I had a Mother's Day Fail. I thought I had everything lined up to celebrate yesterday for Karlye. I had the cards bought, I made her a special breakfast treat, I even remembered to buy the special neclace she had hinted at. I just forgot  one thing...

I knew it had been a long time since I last wrote on this blog. I also suddenly realized I let Mother's Day slip by without my annual gift post to Karlye. So I checked and indeed it has been a year and a day since my last post.

My wife is truly an amazing woman. She deserves an award for putting up with pre-adolescent  males, in particular a certain 12 year old, who in the last year has become all knowing and takes every opportunity to give us a detailed exposition on our failures in the role of parenting.
Somehow he has managed to survive, due in large part to a mother who loves him in spite of his smart mouth and aversion to personal hygiene.

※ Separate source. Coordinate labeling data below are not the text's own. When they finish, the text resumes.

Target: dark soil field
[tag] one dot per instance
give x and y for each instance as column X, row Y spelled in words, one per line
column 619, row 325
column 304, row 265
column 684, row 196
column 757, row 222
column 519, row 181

Being a mother is never easy work. Being the mother of adolescents is one of those tasks that makes you question everything you ever thought true. It wears you down to the point you think you can't handle another minute and then pushes you even farther. It shakes you to the core and threatens to break you.

My wonderful wife has not broken. She's been beat down, exhausted and discouraged, but she keeps on. By the end of the day, she has reached her limit. She is mentally and physically exhausted but the job never is done. Still, somehow she manages to get up and do it all again the next day. Amazingly, even in the worst of it all, she still manages to show love and care for the monsters and their father.

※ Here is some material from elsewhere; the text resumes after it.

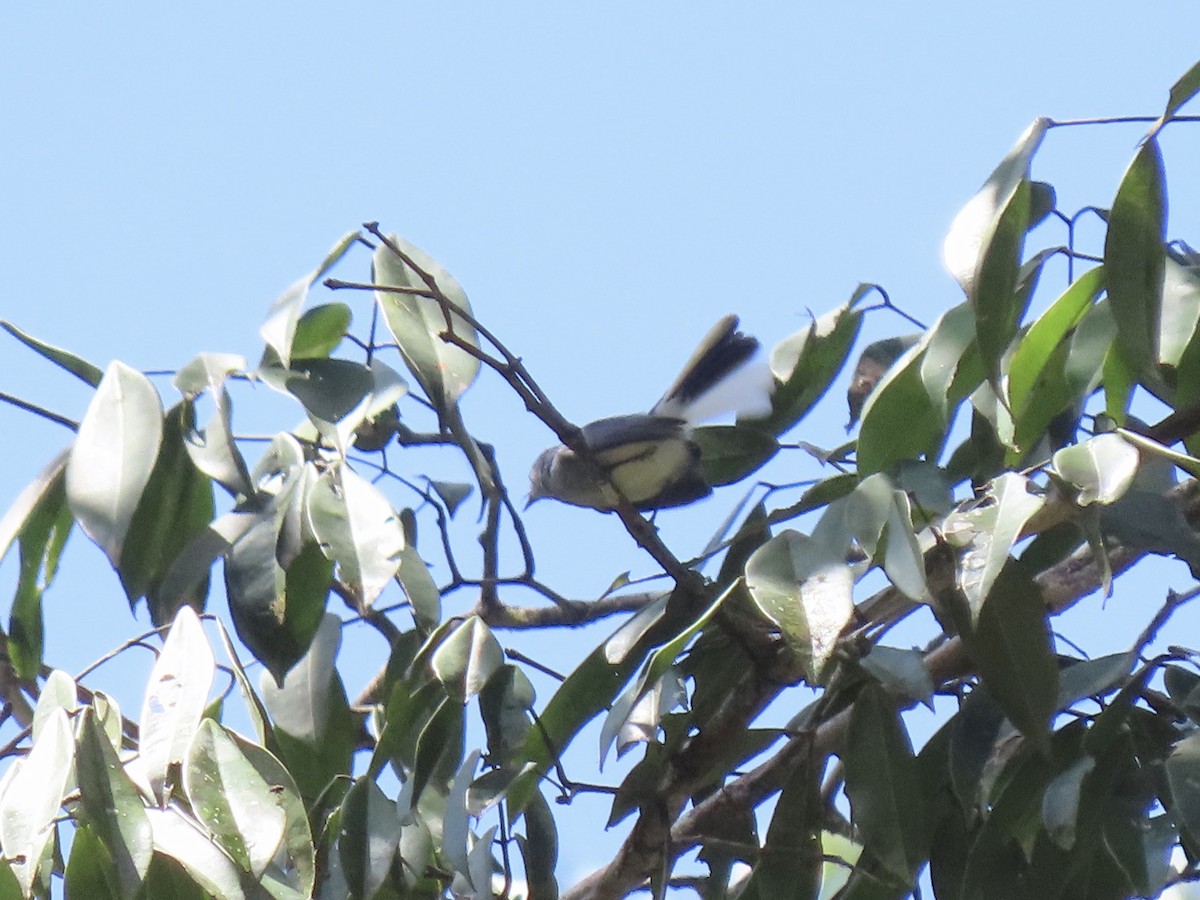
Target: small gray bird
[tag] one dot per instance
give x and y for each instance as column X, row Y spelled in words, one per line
column 651, row 456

I wish I could say I'm always there to back her up, to lend her moral support, to build up her self-esteem after a day of having it beaten down by a household of insensitive ingrates. I try sometimes, but usually I just block out her her unspoken plea for help along with all the other noise.
For that, I am truly sorry. I am finding that I really don't have many good answers for this whole parenting thing. We try our best, but most of the time it feels we are banging out heads against a brick wall. I have been told that this is not a unique experience. All parents deal with this to some extent or another, and yes in time it too will pass. Here and now though, it's just tough sometimes.

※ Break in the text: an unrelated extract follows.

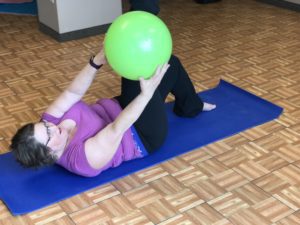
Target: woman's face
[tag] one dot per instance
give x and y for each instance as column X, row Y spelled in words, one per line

This Mother's Day, what I needed to tell my wife is that she is not alone. I am here with her. I am on her team. We will get through this together. I don't have to know all the answers, I just need to remember that even though she is tough and capable, it still hurts her when the kids and I don't treat her with the respect she deserves.

So Karlye, love of my life, I'm sorry if I am not more understanding. I want to do a better job of listening to you. You can vent to me. You can vent about me. I want you to know that I'm here with you to help you carry out this amazing and challenging responsibility of raising the five wonderful children God has blessed us with. Thank you for all you do every day.